Как обычно, мы предлагаем проявить творчество, используя техники наиболее близкого вам подхода. Важен результат: соединенность клиента с ресурсными проявлениями родительских фигур, возможность на этой основе сформировать устойчивый позитивный образ «я», примирить свои внутренние части, обрести целостность.
Ребенок занял место отца в семье: «вместо папы?»
Нарушение семейной иерархии проявляется в том, что ребенок занимает папино место в семейной системе. Это случается, когда отец исключен из семейной системы: ушел, умер или психологически отсутствует. Причем на место «эмоционального супруга» своей матери могут попадать как мальчики, так и девочки. Дети при этом могут быть очень успешны в социуме, много зарабатывать.
Замечено, что на это место проще попасть старшим детям, поскольку родители автоматически возлагают на них ответственность за младших детей. Единственные дети также легко смещаются на место отсутствующего отца, поскольку к ним предъявляется много родительских ожиданий и проекций: «На тебя вся моя надежда, я в тебя столько вложила!», им проще попасть в симбиотические отношения: «Ты у меня один остался!»
Как правило, в эту позицию попадают дети от 5 до 12 лет, на которых уже можно переложить часть обязанностей и ответственности. Проблема в том, что уровень ответственности, которую складывают на этих детей, несоразмерен с их возможностями в данном возрастном периоде. У них нет ни ресурсов, ни полномочий, чтобы справляться с такой нагрузкой. Например, пятилетнего ребенка заставляют заботиться о младенце и наказывают, когда он не справляется. Или мать говорит сыну: «Ты теперь глава семьи, за отца». Или делится с дочерью трудностями отношений с отцом, транслируя мысль «ближе тебя у меня никого не осталось».
На место отца в семье проще попасть старшим детям: родители автоматически возлагают на них ответственность за младших. Единственные дети также легко смещаются на место отсутствующего отца, поскольку к ним предъявляется много родительских ожиданий и проекций.

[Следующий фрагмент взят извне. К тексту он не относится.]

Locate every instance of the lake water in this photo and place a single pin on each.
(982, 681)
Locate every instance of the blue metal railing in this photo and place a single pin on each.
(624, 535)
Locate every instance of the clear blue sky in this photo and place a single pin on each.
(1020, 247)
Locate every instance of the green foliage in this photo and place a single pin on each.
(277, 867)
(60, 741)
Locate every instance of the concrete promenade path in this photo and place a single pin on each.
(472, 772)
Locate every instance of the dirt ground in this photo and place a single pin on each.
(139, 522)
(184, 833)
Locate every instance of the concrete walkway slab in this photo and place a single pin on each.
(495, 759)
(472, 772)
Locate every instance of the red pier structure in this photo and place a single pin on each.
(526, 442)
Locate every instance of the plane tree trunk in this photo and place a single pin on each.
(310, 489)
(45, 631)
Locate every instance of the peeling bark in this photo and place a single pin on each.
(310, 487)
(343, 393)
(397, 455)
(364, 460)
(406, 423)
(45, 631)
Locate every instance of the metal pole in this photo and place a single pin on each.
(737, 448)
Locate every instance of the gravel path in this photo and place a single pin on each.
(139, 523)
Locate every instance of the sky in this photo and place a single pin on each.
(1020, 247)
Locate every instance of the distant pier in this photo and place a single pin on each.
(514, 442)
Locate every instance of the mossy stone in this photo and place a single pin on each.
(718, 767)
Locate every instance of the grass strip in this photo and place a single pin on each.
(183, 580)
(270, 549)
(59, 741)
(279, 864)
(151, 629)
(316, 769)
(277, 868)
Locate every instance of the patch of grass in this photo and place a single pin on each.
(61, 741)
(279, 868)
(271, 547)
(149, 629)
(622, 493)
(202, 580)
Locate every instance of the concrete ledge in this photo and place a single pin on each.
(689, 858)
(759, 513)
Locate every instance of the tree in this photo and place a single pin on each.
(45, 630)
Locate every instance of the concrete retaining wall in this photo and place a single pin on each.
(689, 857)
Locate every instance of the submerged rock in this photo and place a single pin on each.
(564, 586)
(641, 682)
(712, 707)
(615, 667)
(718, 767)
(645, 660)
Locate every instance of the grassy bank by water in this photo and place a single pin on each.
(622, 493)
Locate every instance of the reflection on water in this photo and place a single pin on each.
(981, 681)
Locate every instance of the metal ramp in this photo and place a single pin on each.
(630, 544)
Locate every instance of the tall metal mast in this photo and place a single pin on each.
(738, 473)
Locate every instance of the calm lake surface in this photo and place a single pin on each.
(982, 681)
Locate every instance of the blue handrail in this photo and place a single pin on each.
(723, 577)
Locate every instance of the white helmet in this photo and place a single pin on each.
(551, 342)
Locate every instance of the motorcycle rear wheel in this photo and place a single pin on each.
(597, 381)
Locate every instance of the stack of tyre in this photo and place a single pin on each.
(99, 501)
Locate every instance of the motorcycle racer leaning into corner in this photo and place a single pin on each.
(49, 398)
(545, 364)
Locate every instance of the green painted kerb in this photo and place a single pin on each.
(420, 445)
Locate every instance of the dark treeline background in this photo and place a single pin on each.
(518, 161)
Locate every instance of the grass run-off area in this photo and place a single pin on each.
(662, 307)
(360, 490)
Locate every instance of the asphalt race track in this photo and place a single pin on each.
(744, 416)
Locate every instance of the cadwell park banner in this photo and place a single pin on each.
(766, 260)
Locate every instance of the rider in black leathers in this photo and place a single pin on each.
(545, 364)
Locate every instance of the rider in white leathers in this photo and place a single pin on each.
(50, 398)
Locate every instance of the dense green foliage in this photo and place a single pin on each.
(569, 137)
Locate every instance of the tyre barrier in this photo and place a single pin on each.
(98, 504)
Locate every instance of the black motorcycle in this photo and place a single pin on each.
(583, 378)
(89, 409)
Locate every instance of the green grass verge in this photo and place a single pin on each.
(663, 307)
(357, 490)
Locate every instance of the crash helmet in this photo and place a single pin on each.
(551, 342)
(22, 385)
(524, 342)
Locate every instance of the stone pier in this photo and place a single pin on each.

Взрослых, которые продолжают замещать отца в семье, можно определить по следующим признакам. Во-первых, они гиперфункциональные: очень ответственные, контролирующие, пунктуальные, сверхзаботливые, часто перфекционисты. Такие качества нередко способствуют их социальному, карьерному успеху. И в процессе консультации вы обратите внимание на их чрезмерную активность: психологу трудно будет вставить слово, они много знают сами и много чего делают самостоятельно, отвергают помощь.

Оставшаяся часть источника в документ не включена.